Notes on Codecademy “Design Databases with PostgreSQL”

After a frustrating experience with the node-sqlite course on Codecademy, I’ve concluded that their in-browser instruction environment is not well set up for teaching SQL. Or at least, this course is far weaker than others on Codecademy, which I had been generally satisfied up until this point. I considered switching to a different topic but decided there were still a few more things I wanted to learn. But from here on out, when I fail an exercise, I’m more likely to decide my answer was fine. (More willing to hit “View Solution” to see the answer and compare.) And more importantly, I’m going to review the course syllabus beforehand and skip those with frustrating “Code Challenge” sections.

Which led me to “Design Databases with PostgreSQL” which is technically a “Skill Path” offering rather than a course.
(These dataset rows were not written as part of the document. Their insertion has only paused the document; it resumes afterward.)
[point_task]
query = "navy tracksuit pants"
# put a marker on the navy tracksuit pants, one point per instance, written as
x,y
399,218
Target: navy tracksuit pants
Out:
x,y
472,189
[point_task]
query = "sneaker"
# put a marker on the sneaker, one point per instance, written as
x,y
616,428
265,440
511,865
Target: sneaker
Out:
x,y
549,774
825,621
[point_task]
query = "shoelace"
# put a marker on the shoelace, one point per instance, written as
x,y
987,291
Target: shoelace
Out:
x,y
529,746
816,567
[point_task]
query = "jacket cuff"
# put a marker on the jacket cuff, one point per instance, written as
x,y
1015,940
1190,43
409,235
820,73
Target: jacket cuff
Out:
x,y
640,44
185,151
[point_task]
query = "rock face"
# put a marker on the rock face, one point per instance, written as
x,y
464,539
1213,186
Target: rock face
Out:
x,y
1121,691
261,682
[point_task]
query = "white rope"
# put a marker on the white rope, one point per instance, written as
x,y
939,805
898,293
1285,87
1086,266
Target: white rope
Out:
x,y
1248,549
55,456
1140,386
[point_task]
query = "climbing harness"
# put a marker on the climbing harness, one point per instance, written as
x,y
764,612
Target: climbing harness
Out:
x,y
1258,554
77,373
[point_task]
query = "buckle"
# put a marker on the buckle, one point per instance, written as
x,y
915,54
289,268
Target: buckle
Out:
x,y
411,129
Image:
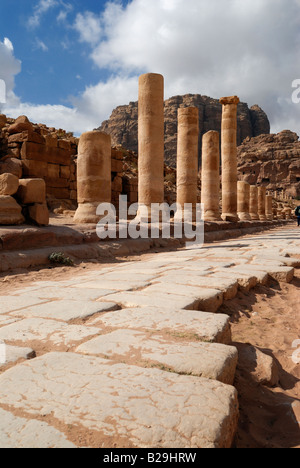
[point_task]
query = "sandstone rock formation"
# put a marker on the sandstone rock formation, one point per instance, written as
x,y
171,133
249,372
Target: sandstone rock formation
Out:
x,y
123,123
272,161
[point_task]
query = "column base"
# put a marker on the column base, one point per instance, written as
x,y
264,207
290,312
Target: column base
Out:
x,y
244,217
231,217
86,214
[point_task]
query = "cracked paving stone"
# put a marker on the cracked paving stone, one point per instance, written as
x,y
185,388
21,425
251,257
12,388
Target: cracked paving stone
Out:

Like my previous skill path in web development, I started this skill path and was immediately at 50% completion due to material that overlapped with courses I’ve already taken. One major difference is that all my Codecademy database courses used SQLite to illustrate general SQL concepts, but this skill path has some PostgreSQL-specific details amongst more general database concepts.

Initially, I was mildly disappointed that the material was shallower than I had expected based on course description. The sales pitch made it sound like we’re going to get into some real detailed nuts-and-bolts, but while the course did indeed to into further depth than other courses to date, there were still many topics that ended with “we’re not going into more depth, but at least now you are aware it exists.” An example concerns database keys. From my earlier courses I had known about primary, foreign, and composite keys. This course mentioned there are also super, candidate, and secondary keys then proceeded to say nothing more about them. As a starting pointer this is fine, I had just expected more.
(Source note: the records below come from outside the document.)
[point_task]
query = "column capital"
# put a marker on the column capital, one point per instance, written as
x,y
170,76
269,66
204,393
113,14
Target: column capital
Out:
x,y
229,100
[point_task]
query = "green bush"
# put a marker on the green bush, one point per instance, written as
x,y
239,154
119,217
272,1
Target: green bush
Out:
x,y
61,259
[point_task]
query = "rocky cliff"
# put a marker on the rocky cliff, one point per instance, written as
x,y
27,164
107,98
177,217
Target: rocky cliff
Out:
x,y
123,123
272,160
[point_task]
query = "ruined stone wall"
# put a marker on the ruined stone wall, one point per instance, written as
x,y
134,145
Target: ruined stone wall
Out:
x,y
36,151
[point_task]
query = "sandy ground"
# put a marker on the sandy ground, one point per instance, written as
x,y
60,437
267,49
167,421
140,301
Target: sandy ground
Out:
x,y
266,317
Once I adjusted my expectations, this skill path was time well spent. We get more information on database schema and that proper design of a schema can make a difference in database performance. Both at development time (make queries easier and less prone to problems) and at runtime (easier updates and faster queries.) Part of this design process is database normalization, which was covered by starting with a poorly designed database. After covering how a poorly normalized database causes problems in use, we are walked through typical normalization techniques to solve those problems.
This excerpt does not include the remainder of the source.